Depression d Readiness and resiliency in the Army are critical to comprehensive Soldier care and mission success. Over the course of several decades, the Army has made great strides in combatting stigma and encouraging comprehensive health [1]. I remember stark walls during my first tenure as a young tanker in 1991; just a stroll down a given unit’s hallway these days, and we might discover a number of risk reduction and strategical wellness reminders — from preventative suicide awareness to proactive SHARP tips and tools.

And what about unit culture? Our environment? I can’t remember any command climate surveys in my first early 90’s tour. No Unit Risk Inventories with help from programs such as the Substance Use Disorder Clinic (SUDC). And no Global Assessment Tool (GAT) surveys or little command assessment instruments. Both individual and organizational comprehensive health is a top priority and rightly so. After decades at war, all-time high suicide rates and a multitude of problems have helped the Army realize we must focus on readiness and resiliency as a top priority [2]. As a result, these trying and tasking years spawned amazing partnerships and program developments to help us be more healthy, like Comprehensive Soldier and Family Fitness (CSF2), Master Resiliency Training (MRT), and Telehealth and Technology to name a few.

One important factor discovered through these years is that every unit is unique. Every organization and MOS (Military Occupational Specialty) has its own inherent strengths and limitations. Army Corrections Command is no different. Every unit and each facility bears particular dynamics that are more or less challenging to comprehensive health. Furthermore we share a common innate toxicity within the corrections profession.

My journey in the world of corrections began in July 2015. After 6 months as the unit chaplain for 330 or so Soldiers (with one CO deployed to Cuba), we had 15 in-patient cases for suicidal ideations. It wasn’t long before I was disturbed and puzzled about our overall health and wellness, or in Army speak — readiness and resiliency.

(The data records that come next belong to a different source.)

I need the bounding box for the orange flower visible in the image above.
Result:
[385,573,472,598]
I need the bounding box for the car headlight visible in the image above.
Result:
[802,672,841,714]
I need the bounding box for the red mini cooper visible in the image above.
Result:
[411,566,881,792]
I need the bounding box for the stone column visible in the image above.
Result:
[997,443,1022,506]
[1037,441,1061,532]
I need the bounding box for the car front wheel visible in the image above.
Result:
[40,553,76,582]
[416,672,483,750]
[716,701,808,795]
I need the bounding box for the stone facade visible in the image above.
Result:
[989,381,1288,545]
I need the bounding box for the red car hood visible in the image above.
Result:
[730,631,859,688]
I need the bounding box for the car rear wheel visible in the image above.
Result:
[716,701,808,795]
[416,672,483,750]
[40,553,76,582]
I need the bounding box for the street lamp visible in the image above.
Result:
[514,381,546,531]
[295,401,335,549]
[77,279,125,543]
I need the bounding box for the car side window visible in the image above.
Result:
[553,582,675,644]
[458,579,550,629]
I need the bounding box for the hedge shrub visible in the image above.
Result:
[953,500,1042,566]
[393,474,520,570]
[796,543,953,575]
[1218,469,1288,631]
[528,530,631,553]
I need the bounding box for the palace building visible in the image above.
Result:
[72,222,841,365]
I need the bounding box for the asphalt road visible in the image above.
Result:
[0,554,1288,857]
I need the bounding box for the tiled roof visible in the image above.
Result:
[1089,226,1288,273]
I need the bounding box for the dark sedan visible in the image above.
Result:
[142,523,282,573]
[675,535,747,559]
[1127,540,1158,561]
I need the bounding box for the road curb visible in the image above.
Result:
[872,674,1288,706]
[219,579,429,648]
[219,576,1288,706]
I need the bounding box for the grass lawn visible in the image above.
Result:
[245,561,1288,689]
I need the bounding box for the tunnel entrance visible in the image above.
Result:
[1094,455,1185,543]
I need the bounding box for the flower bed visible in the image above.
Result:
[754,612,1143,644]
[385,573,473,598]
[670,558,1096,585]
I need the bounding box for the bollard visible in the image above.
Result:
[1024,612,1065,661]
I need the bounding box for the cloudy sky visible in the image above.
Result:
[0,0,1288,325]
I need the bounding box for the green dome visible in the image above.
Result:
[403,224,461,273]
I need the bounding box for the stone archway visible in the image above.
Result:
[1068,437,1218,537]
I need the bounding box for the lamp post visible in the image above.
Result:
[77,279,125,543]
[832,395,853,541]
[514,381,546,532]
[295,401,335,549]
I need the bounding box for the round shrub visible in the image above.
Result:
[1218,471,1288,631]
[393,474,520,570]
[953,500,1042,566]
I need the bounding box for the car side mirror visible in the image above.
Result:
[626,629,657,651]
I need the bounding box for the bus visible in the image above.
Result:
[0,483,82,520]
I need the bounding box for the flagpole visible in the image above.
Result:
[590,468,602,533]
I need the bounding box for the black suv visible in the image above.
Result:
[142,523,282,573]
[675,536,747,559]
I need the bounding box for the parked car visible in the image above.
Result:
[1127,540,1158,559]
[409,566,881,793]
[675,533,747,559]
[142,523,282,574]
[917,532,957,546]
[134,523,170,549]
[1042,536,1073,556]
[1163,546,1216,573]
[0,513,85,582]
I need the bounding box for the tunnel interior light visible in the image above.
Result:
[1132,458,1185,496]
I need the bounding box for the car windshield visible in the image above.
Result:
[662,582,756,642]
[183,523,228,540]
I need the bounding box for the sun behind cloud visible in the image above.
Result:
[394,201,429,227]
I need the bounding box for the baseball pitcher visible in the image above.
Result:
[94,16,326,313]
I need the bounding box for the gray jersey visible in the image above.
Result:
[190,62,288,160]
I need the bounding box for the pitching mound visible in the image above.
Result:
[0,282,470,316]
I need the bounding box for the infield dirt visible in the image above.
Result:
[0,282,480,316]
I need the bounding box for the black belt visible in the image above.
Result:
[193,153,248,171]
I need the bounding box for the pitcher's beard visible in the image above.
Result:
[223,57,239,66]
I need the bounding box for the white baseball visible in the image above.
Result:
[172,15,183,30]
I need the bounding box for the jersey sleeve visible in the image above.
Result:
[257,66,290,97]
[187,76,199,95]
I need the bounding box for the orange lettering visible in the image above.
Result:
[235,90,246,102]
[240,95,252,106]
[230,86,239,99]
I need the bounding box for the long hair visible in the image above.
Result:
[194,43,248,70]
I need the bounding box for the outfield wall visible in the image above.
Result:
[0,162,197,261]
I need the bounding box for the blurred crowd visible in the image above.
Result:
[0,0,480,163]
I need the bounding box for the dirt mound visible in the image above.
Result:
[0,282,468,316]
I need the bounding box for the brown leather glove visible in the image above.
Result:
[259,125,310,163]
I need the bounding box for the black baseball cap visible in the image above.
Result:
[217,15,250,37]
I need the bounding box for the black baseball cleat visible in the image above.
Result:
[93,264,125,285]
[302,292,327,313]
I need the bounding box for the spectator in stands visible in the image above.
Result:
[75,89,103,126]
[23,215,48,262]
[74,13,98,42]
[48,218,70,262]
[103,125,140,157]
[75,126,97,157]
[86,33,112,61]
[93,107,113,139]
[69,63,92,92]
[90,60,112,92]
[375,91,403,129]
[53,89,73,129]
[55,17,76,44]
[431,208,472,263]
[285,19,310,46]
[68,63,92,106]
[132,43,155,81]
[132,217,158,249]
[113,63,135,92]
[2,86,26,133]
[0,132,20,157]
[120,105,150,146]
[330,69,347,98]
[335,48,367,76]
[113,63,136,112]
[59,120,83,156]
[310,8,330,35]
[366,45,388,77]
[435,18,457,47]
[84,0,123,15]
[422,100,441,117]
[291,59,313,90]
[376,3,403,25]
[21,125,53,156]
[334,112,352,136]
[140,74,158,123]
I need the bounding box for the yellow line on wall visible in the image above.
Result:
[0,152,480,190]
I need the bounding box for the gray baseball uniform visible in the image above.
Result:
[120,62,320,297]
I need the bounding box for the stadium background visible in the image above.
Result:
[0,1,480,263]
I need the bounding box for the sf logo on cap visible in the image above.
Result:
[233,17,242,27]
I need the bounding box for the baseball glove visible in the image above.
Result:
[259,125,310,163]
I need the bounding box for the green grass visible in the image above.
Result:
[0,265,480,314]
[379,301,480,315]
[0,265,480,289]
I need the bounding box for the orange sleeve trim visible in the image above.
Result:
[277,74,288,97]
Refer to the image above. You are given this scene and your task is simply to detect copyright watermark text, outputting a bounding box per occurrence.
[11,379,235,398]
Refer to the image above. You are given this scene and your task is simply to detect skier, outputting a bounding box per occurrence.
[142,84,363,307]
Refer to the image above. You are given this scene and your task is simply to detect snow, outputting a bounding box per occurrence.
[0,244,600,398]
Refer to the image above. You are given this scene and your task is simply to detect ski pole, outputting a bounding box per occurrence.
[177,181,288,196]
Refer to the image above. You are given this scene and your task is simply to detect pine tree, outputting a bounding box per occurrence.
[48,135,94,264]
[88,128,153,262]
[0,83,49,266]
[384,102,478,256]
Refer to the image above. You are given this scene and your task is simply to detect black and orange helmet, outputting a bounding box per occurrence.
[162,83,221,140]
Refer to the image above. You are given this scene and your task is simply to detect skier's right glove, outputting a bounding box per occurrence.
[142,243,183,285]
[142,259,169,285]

So I thought, “I wonder if others in similar environments struggle like we do with comprehensive fitness?” Thankfully it wasn’t long before I discovered we were not alone. Many have been perplexed about this unique professional setting and its effects for decades. The corrections environment has an infamous reputation for being toxic, dangerous, and even deadly for its personnel and their families [3]. Others had suffered. For example, I uncovered that corrections is a leading field for suicidality. More suicides happen each year to corrections officers than many other professions [4]. But why? If others have struggled in this environment for so many years, was there any causation research conducted? What about wellness programs? Any program evaluations for taking care of corrections specialists? Again, thankfully I learned we were not alone.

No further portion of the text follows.